Ecosyste.ms: Awesome

An open API service indexing awesome lists of open source software.

Awesome Lists | Featured Topics | Projects

https://github.com/phrugsa-limbunlom/segan

The project leverages the integration with the sentiment analysis from FINBERT and GAN model to predict Microsoft stock prices. (Dissertation 2024)
https://github.com/phrugsa-limbunlom/segan

finbert generative-adversarial-network sentiment-analysis stock-price-prediction

Last synced: about 9 hours ago
JSON representation

The project leverages the integration with the sentiment analysis from FINBERT and GAN model to predict Microsoft stock prices. (Dissertation 2024)

Awesome Lists containing this project

README

        

## SE-GAN: Sentiment-Enhanced GAN for Stock Price Forecasting - A Comprehensive Analysis of Short-Term Prediction

![image](https://github.com/user-attachments/assets/f580fe0a-8418-412c-9064-cba8db7b4f36)

SE-GAN is a framework that integrates sentiment analysis from Microsoft headlines with the Generative Adversarial Networks (GAN) model to predict the stock price of Microsoft data. The training data was retrieved from the EIKON database provided by the London Stock Exchange Group (LSEG) using API. To conduct sentiment analysis, the FINBERT model (the pre-trained model for financial text) was adopted to find a sentiment score for each headline. The final dataset includes Microsoft data from EIKON API, stock indexes from Yahoo Finance, and sentiment scores. The stock data used to train the model is between 2013-01-01 to 2023-12-31.

### Features included in the final dataset

| Columns | Description |
|--------------------------|-----------------------------------------------------------------|
| **Timestamp** | Date of the trading day of the Microsoft stock |
| **Features** | |
| HIGH | Highest price of the stock during the day |
| LOW | Lowest price of the stock during the day |
| OPEN | Opening price of the stock for the day |
| COUNT | Number of trades executed |
| VOLUME | Total number of shares traded |
| Daily Sentiment Score | Aggregate sentiment score from news and social media |
| S&P 500 | Value of the S&P 500 index |
| Dow Jones | Value of the Dow Jones Industrial Average |
| NASDAQ 100 | Value of the NASDAQ 100 index |
| Nikkei 225 | Value of the Nikkei 225 index |
| FTSE 100 | Value of the FTSE 100 index |
| DAX 30 | Value of the DAX 30 index |
| **Label** | |
| CLOSE | Closing price of the stock for the day |

## Sentiment Analysis Using FINBERT

![image](https://github.com/user-attachments/assets/940bfc9f-bac2-4a97-b33e-5036e57493b7)

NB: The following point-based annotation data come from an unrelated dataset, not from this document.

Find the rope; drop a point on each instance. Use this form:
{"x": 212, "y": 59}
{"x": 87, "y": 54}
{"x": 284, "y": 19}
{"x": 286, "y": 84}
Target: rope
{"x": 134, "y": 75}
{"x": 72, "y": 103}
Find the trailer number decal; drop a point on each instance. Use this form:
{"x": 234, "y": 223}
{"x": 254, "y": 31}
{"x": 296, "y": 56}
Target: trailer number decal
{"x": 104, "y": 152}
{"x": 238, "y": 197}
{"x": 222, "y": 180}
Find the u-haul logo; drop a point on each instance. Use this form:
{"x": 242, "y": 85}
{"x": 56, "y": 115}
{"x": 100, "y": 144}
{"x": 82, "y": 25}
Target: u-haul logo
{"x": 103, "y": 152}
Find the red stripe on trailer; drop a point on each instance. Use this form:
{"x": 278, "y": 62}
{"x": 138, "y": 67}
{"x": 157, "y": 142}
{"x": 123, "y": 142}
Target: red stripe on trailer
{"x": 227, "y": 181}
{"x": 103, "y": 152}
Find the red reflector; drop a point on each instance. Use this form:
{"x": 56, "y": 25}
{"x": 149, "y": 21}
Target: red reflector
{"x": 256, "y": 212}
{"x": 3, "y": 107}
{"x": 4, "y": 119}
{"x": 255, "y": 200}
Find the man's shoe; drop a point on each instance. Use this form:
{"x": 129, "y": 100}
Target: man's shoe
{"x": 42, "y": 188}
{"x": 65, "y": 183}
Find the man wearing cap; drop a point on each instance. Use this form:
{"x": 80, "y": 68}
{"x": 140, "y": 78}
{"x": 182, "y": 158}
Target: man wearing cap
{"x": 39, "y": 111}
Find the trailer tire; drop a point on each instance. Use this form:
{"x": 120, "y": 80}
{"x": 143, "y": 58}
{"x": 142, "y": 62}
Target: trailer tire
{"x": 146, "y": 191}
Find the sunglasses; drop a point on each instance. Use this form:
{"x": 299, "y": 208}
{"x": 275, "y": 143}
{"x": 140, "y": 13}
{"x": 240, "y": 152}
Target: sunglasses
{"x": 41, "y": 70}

To do sentiment analysis, the pipeline was created by receiving the headlines input and converting text to numbers using BERT tokenization. Then, the encoded text was fed into the FINBERT model to classify the label of the input text. The model output is a label (Positive, Neutral, or Negative) and a corresponding confidence score.

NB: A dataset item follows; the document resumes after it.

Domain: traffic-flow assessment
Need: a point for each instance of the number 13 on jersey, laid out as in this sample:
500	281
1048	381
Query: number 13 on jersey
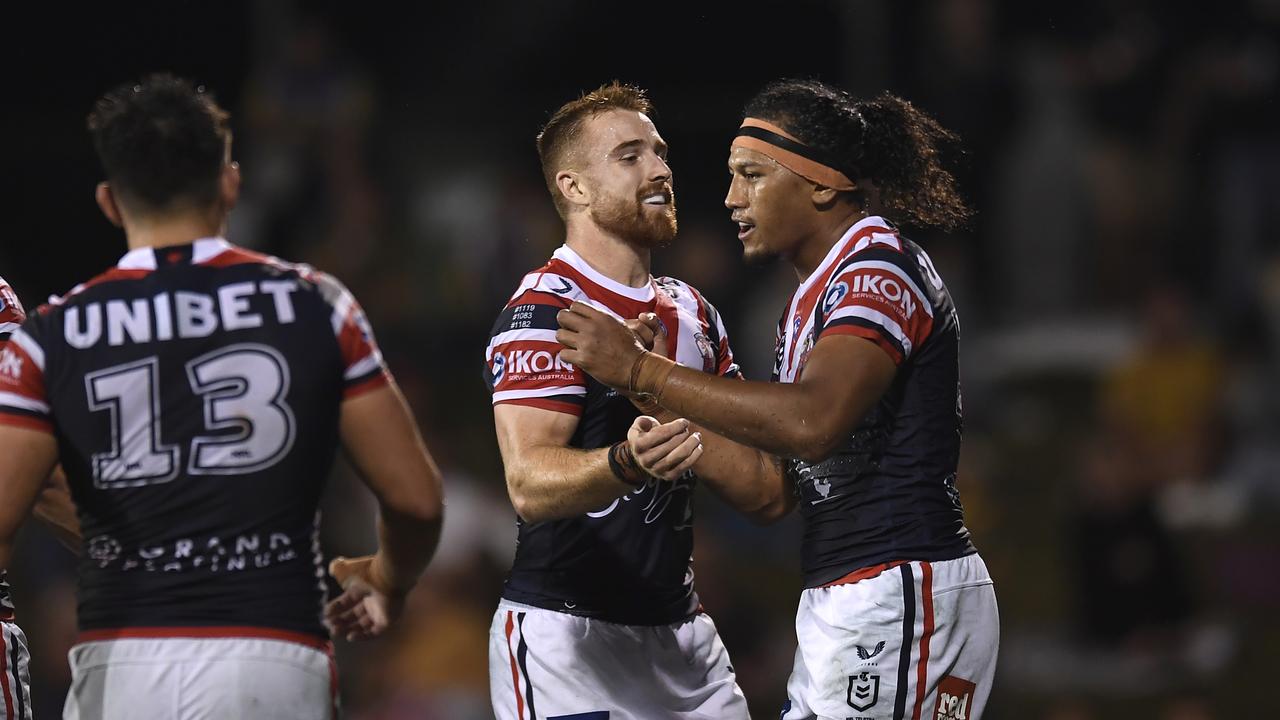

### Example input and output data for sentiment analysis using FINBERT

| **Input Text** | **Output** |
|------------------------------------------------------------------------------------------------------|--------------------------------------|
| CallMiner Collaborates with Microsoft to Enhance AI and Machine Learning Capabilities | label: Positive, score: 0.9842389822006226 |
| 5 things Microsoft co-founder Bill Gates wishes he knew in his early 20s | label: Neutral, score: 0.9726649522781372 |
| MICROSOFT STATUS PAGE SHOWS TEAMS AND OUTLOOK.COM ARE HAVING PROBLEMS | label: Negative, score: 0.9999890327453613 |

Code: [Sentiment Analysis](https://github.com/phrugsa-limbunlom/SE-GAN-FOR-STOCK-FORECASTING/blob/main/sentiment-analysis/sentiment_analysis.py)

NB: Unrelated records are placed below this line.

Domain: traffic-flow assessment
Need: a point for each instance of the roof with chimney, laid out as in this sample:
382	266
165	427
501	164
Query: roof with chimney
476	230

## Generative Adversarial Networks (GANs)

![image](https://github.com/user-attachments/assets/12a71356-36d2-408c-9169-8ce44d787c19)

The Generative Adversarial Networks (GANs) model has been trained by using an iterative feedback mechanism. The generator model receives the input of stock data of the previous date and predicts the closing price of the next date. For example, if the model receives the input data from 01-01-2023 to 08-01-2023, the model will predict the closing price of 09-01-2023, and this example predicts the price from 8 days-sequence length. After the generator predicts the price, which is called fake price for this methodology, the predicted price (fake price) of the generator model and the real price from the training data (the closing price of 08-01-2023) will feed into the discriminator model to classify between these two prices. The generator model aims to produce a fake price that is close enough to the real price, whereas the discriminator model aims to differentiate between fake and real prices as much as possible. As such, the objective function for optimization during training is minimizing generator loss while maximizing discriminator loss. This technique enables the generator model to predict the price as closely as possible to the real price from the iterative feedback process.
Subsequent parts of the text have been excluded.